# Reinforcement Learning

### Mihir Patel

### March 2018

# Introduction

With the advent of graphical processing units (GPUs) and tensor processing units (TPUs), machine and deep learning has played a key role in the flurry of artificial intelligence advancements. Yet while great progress has been made in perception tasks like natural language processing and image analysis, improvements in logic and decision making have been relatively slow. This is primarily because deep learning requires high volumes of data that are well annotated.

Perception is relatively well suited for this approach as data is easy to annotate and the correlation between the input, such as an image and the object classification, is not too distant. By contrast, vanilla supervised learning is not feasible for most decision making processes. For example, in a given game of chess, player A beats player B yet player B plays a far superior game with the exception of one critical mistake. If the win result was used to assign labels, most moves would be mislabeled. Assigning labels for deep learning is difficult, noisy, and often prone to error.

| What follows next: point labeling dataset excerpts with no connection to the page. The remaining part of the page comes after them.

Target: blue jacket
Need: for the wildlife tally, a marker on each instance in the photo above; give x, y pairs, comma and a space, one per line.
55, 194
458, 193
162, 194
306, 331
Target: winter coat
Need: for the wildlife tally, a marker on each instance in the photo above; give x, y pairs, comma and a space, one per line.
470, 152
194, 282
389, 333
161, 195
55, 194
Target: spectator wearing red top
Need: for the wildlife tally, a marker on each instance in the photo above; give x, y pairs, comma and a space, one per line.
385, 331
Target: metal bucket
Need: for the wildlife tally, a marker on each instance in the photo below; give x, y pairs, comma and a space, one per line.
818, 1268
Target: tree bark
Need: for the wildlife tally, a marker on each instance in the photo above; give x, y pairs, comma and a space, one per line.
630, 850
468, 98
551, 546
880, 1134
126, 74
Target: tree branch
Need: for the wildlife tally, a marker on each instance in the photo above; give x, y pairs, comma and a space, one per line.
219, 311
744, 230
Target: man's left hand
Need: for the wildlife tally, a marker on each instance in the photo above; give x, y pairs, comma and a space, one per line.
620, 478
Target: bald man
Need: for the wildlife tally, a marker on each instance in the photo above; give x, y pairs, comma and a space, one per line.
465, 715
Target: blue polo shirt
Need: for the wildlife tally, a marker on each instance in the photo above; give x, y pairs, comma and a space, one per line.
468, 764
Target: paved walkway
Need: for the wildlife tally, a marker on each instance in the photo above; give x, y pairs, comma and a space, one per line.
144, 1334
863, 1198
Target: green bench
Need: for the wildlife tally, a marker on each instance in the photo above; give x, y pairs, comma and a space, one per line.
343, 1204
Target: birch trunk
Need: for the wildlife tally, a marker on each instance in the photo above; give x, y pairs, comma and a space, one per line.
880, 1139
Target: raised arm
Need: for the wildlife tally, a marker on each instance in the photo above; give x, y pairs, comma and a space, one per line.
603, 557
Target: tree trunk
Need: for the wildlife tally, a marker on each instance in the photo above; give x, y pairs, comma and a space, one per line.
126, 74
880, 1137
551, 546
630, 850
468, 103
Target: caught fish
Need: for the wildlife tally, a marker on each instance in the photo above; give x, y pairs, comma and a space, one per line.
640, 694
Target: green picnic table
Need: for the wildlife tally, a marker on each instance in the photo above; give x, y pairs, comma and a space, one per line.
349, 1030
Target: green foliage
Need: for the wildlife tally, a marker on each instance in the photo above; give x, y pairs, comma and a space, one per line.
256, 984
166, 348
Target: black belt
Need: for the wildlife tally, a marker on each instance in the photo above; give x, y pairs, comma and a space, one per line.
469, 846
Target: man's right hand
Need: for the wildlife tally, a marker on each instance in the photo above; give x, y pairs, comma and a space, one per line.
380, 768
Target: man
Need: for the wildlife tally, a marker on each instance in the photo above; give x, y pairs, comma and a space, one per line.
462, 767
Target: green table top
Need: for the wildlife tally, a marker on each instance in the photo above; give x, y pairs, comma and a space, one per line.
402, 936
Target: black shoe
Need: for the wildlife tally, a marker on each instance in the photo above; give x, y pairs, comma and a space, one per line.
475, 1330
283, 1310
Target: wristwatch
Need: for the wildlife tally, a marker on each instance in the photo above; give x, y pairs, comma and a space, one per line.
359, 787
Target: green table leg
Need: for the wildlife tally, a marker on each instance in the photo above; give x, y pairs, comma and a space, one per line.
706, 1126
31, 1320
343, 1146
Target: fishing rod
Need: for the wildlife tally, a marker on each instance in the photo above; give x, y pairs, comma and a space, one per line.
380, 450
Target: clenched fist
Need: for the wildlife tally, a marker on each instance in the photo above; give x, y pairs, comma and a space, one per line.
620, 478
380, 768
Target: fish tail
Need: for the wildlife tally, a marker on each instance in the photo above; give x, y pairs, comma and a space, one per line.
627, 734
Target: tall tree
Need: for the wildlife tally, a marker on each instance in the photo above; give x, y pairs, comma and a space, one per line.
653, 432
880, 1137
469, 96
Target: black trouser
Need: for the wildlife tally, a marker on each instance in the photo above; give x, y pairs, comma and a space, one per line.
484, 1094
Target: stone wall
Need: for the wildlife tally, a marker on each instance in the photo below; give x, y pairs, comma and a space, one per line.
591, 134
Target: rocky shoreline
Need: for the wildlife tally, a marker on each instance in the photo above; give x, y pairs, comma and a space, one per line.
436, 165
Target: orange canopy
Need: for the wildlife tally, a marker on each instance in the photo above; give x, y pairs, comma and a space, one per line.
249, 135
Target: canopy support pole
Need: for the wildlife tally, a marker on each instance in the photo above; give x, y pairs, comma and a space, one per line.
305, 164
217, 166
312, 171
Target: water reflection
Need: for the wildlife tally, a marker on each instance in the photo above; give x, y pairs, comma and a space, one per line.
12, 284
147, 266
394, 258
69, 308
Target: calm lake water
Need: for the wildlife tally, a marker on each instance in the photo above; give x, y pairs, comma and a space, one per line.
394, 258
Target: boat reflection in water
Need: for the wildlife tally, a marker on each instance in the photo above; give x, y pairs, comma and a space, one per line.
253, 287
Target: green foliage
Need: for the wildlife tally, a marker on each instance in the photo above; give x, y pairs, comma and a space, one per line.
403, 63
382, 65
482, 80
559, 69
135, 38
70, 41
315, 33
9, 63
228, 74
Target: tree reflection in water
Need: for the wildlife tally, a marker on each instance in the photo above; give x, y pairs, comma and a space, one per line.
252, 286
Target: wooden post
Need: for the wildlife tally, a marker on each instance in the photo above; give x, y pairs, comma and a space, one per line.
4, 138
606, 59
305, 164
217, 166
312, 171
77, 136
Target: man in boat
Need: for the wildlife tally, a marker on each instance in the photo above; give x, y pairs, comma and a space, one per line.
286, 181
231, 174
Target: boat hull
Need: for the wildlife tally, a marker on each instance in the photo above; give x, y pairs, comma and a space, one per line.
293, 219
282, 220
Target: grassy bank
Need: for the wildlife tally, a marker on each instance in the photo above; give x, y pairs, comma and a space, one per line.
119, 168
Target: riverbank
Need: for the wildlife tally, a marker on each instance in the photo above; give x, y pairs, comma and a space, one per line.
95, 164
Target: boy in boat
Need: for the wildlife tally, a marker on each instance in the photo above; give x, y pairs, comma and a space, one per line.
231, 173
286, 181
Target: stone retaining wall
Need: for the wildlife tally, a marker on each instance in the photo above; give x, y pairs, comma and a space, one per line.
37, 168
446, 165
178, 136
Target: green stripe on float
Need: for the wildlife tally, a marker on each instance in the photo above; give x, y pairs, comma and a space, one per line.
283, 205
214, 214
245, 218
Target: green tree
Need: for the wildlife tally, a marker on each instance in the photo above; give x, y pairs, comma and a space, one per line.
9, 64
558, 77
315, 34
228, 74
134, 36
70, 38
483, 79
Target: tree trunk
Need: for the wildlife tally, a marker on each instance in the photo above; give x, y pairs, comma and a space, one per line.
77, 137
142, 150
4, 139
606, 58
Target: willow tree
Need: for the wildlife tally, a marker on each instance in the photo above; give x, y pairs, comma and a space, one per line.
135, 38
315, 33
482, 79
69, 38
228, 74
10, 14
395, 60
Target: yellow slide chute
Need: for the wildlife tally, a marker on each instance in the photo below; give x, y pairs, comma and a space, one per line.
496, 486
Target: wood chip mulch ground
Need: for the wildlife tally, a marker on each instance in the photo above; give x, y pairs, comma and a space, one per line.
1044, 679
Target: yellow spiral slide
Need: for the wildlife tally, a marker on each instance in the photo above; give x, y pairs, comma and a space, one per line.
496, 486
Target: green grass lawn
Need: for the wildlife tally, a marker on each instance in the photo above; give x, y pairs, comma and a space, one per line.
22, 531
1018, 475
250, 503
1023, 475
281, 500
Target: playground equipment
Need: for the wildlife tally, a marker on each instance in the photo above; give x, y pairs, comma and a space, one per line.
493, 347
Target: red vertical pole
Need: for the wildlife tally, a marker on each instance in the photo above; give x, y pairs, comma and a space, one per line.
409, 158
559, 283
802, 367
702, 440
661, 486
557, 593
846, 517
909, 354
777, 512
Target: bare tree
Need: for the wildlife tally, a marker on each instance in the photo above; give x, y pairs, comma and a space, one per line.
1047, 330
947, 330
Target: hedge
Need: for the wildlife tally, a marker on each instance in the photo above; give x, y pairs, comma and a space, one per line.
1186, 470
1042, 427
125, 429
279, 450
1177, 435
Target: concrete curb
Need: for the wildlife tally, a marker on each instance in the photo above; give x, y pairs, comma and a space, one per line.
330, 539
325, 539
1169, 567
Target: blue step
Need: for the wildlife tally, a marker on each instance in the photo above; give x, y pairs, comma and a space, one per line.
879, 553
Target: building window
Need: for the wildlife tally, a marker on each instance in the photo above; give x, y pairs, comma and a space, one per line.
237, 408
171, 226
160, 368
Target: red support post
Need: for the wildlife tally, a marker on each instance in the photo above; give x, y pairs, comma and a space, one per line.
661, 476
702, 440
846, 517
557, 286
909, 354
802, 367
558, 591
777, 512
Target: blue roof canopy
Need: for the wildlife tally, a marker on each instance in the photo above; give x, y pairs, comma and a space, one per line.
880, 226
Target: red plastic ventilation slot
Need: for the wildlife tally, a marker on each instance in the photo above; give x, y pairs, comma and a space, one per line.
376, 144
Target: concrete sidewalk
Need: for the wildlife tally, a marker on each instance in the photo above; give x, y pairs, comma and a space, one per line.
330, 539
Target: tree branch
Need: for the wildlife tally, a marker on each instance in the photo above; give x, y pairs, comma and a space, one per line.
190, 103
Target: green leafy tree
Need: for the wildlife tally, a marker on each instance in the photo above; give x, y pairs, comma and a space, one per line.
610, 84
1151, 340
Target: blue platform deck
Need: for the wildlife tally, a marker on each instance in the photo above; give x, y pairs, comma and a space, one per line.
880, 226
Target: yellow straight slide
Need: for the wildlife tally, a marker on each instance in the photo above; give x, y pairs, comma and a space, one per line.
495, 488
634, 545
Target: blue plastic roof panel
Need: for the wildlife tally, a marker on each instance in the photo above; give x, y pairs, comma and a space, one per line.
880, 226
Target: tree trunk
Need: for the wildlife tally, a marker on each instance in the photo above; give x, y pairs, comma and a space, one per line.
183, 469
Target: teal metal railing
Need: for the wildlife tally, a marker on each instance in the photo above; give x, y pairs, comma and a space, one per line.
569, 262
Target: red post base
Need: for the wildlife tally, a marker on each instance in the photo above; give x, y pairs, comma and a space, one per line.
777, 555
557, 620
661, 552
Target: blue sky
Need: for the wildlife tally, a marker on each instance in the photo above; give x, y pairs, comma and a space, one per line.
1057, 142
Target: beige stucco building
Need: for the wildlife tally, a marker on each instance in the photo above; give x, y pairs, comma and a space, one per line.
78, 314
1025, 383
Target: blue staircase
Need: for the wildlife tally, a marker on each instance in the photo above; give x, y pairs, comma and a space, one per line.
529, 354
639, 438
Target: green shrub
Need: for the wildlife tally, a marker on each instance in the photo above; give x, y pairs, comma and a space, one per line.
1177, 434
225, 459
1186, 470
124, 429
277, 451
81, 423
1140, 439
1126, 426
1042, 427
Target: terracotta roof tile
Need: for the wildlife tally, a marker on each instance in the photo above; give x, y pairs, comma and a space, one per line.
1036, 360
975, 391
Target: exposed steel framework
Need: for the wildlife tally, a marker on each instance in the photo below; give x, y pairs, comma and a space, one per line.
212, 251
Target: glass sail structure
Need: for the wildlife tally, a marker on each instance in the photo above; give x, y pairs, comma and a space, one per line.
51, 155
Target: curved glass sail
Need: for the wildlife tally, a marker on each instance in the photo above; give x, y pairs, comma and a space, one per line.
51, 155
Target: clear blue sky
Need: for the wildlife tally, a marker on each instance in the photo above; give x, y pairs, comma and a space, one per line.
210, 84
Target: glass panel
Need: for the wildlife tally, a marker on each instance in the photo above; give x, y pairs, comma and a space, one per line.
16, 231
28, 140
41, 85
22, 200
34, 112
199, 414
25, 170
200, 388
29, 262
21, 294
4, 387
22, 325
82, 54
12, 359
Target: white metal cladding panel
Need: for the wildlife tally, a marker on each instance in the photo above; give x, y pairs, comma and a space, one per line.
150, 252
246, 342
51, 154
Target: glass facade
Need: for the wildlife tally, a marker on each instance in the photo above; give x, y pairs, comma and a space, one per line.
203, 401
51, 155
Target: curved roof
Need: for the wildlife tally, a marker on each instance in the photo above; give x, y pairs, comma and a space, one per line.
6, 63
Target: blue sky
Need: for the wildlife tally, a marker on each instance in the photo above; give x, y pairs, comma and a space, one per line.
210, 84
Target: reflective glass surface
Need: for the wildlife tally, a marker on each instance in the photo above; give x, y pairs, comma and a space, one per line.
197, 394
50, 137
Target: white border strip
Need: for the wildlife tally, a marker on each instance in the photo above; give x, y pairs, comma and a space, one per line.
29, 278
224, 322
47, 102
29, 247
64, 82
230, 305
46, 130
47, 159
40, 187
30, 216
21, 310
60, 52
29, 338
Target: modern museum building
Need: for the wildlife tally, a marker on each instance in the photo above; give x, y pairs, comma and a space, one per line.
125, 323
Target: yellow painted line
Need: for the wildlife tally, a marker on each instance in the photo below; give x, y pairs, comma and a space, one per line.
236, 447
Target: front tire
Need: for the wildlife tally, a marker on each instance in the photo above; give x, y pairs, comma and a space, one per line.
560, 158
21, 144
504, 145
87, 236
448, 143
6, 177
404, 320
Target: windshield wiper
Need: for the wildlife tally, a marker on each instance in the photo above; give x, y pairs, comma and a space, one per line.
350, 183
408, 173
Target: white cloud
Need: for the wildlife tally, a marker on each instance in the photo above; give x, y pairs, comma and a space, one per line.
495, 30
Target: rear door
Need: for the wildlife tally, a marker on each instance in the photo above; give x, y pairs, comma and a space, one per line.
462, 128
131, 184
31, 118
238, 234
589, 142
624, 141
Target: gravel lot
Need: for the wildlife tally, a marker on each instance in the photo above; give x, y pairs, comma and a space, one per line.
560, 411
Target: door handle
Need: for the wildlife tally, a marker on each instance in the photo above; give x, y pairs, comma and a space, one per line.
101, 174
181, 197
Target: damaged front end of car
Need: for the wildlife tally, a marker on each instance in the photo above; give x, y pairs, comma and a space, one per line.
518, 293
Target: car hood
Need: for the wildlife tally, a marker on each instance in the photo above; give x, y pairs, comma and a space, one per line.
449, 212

The primary way deep learning is applied to these problems in a manner that resolves these issues is through reinforcement learning, which has achieved near miraculous results and bested both previous algorithms and human performance records across a variety of benchmarks. However, this technique is notoriously slow and computationally expensive.

## Markov Decision Processes

At its core, decision making AI seek to model the function \(f(state) = action\). They seek to extract information from a particular state and move in the most optimal manner possible from that state. In trivial cases, this can be brute-forced and hashed. However, in the vast majority of cases the state-space is very large, and it is too memory intensive to learn and record the optimal move for each state.

To apply more sophisticated algorithms, we first introduce Markov decision processes (MDPs). MDPs consist of three primary aspects: states, actions, and rewards. At a given state \(s\), there exist a set of actions that can be selected. Each action \(a\) from state \(s\) results in a different \(s'\) that becomes the new current state for the following step. There exists a reward for each given action \(a\) from state \(s\) to state \(s'\) as defined by \(r_a(s,s')\). Figure 1 illustrates an example MDP.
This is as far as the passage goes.